Anti-angiogenic effect of siphonaxanthin from green alga, Codium fragile

• Published in: Phytomedicine (Stuttgart) Vol. 17; no. 14; pp. 1140 - 1144
• Main Authors: Ganesan, Ponesakki, Matsubara, Kiminori, Ohkubo, Takeshi, Tanaka, Yukihisa, Noda, Kenji, Sugawara, Tatsuya, Hirata, Takashi
• Format: Journal Article
• Language: English
• Published: Germany Elsevier GmbH 01.12.2010; Urban & Fischer Verlag
• Subjects: Angiogenesis; Angiogenesis Inhibitors - isolation & purification; Angiogenesis Inhibitors - pharmacology; Animals; Antimitotic agents; Antineoplastic agents; Aorta; Aortic ring; Cardiovascular agents; Cell Proliferation - drug effects; Chlorophyta - chemistry; Codium fragile; Dose-Response Relationship, Drug; Drug therapy; Endothelial cells; Endothelial Cells - drug effects; Endothelium, Vascular - cytology; Endothelium, Vascular - drug effects; Health aspects; Humans; Medical equipment and supplies industry; Medical test kit industry; Metastasis; Microvessels - drug effects; Plant Extracts - pharmacology; Rats; Siphonaxanthin; Umbilical Veins; Vascular endothelial growth factor; Xanthophylls - isolation & purification; Xanthophylls - pharmacology; United States; Japan; Angiogenesis; Siphonaxanthin; Endothelial cells; Aortic ring
• ISSN: 0944-7113; 1618-095X; 1618-095X
• DOI: 10.1016/j.phymed.2010.05.005

Since anti-angiogenic therapy has becoming a promising approach in the prevention of cancer and related diseases, the present study was aimed to examine the anti-angiogenic effect of siphonaxanthin from green alga ( Codium fragile) in cell culture model systems and ex vivo approaches using human umbilical vein endothelial cells (HUVECs) and rat aortic ring, respectively.
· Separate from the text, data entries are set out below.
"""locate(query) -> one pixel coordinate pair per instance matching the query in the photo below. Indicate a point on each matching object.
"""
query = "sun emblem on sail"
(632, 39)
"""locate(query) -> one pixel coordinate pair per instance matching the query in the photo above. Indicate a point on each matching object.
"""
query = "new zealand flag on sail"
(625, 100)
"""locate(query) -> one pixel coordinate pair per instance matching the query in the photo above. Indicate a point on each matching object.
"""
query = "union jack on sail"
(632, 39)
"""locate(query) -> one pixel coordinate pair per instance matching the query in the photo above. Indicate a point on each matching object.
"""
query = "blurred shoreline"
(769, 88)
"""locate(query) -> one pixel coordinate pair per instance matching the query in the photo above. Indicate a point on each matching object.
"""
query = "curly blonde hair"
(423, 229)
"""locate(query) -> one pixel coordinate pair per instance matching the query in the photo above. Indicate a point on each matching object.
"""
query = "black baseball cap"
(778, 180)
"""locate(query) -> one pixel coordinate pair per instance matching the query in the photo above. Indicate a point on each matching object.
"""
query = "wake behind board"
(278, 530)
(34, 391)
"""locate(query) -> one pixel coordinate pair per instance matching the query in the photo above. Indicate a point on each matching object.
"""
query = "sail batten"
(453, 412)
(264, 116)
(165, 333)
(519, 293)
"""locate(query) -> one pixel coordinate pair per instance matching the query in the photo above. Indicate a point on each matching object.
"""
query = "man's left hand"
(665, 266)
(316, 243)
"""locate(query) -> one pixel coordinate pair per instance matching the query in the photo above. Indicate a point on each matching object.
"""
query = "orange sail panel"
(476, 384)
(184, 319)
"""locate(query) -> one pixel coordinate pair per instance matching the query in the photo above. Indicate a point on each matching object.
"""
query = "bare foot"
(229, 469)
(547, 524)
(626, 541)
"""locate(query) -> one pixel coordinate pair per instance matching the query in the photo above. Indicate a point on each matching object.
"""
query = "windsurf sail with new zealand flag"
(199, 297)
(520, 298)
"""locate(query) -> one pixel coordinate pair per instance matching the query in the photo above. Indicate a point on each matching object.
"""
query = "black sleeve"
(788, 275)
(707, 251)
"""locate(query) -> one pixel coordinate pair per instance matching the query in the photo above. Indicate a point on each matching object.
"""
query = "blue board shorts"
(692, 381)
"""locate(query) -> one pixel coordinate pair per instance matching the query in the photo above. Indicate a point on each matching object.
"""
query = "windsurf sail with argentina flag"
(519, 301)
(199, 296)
Siphonaxanthin significantly suppressed HUVEC proliferation ( p < 0.05) at the concentration of 2.5 μM (50% as compared with control) and above, while the effect on chemotaxis was not significant. Siphonaxanthin exhibited strong inhibitory effect on HUVEC tube formation. It suppressed the formation of tube length by 44% at the concentration of 10 μM, while no tube formation was observed at 25 μM, suggesting that it could be due to the suppression of angiogenic mediators. The ex vivo angiogenesis assay exhibited reduced microvessel outgrowth in a dose dependent manner and the reduction was significant at more than 2.5 μM. Our results imply a new insight on the novel function of siphonaxanthin in preventing angiogenesis related diseases.